|
|
|
|
|
by ThunderSizzle
54 days ago
|
|
Thanks. That is what I suspected. The 3090's in my area seem pretty expensive for a several year old second hand card - they are the same price as a new 5080. 5090 is pretty expensive (~$4000) to justify it over a $10-50 sub. I guess the nice thing is the api side becomes "included", if I ever want to go that route. But if I have a GHCP $40 sub vs a $4000 GC to match it, just on hardware, pay off is at 8 years. If I add in electricity, pay off is probably never. Sure, the sub can go up in price, but the value proposition for self-running doesn't seem to make sense - especially if I can't at least match Sonnet on GHCP or something like that.

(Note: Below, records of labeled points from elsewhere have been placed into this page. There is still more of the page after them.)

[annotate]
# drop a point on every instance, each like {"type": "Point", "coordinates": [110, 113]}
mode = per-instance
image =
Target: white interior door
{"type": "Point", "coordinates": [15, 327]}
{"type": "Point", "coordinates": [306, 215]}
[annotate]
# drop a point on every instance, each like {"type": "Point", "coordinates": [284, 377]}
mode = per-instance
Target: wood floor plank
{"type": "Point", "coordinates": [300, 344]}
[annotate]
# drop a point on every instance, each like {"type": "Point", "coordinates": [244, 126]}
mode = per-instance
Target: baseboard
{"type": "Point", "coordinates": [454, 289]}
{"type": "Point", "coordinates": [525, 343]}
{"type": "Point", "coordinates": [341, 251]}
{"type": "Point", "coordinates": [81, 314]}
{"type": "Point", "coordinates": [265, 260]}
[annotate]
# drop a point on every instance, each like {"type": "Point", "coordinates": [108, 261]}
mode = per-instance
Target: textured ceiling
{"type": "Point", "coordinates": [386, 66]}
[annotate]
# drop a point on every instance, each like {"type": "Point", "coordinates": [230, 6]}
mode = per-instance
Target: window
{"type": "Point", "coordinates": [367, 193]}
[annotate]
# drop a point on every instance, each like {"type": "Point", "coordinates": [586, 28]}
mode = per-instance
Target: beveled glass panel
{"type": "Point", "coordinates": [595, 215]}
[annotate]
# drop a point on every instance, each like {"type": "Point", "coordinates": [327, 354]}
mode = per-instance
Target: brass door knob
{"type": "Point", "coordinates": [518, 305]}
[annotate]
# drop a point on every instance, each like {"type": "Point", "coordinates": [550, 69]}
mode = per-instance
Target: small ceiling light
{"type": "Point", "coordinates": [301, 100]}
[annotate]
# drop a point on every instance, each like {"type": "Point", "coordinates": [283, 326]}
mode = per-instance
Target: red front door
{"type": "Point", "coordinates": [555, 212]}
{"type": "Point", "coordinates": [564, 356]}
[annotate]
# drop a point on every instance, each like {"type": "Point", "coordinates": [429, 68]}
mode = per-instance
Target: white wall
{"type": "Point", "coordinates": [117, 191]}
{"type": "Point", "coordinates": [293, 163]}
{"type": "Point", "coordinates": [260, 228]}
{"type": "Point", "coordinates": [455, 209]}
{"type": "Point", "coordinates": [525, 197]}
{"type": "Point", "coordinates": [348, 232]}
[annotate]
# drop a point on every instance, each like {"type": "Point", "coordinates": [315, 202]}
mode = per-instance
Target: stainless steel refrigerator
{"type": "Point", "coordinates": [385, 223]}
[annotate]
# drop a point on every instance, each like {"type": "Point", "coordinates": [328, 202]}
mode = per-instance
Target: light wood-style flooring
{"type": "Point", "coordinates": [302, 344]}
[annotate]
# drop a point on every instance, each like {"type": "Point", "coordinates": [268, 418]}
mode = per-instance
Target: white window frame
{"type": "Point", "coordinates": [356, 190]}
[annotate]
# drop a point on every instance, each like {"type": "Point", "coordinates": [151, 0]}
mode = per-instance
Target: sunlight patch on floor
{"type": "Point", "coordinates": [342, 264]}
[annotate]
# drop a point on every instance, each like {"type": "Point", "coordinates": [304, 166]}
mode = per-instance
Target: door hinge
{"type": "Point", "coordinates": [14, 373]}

I hope to self-run some not useless LLMs/Agents at some point, but I think this market needs to stabalize first. I just don't like waiting. |
|
As for models, I'm really genuinely impressed with Gemma4 26B A4B and Qwen3.6 35B A3B right now. Between them, I've seen solid image analysis, good medium-image OCR on very tough images, very good understanding of short stories, good structured data extraction from documents, extremely good language translation, etc. If you wanted to build a custom tool which summarized your inbox/RSS feeds/local news every day, or extracted information from emails and entered it into a database, or automatically captioned images, those tasks are all viable locally. The quality of the results is up dramatically in the last 12 months. At this point, my old personal non-agentic LLM benchmarks are "saturated": All the current leading models score extremely well on literally anything I was asking last year.
It's the true agentic coding workflows where the big models really stand out. And those models are all large enough that the hardware needs to amortized over enough users to run 24 hours/day.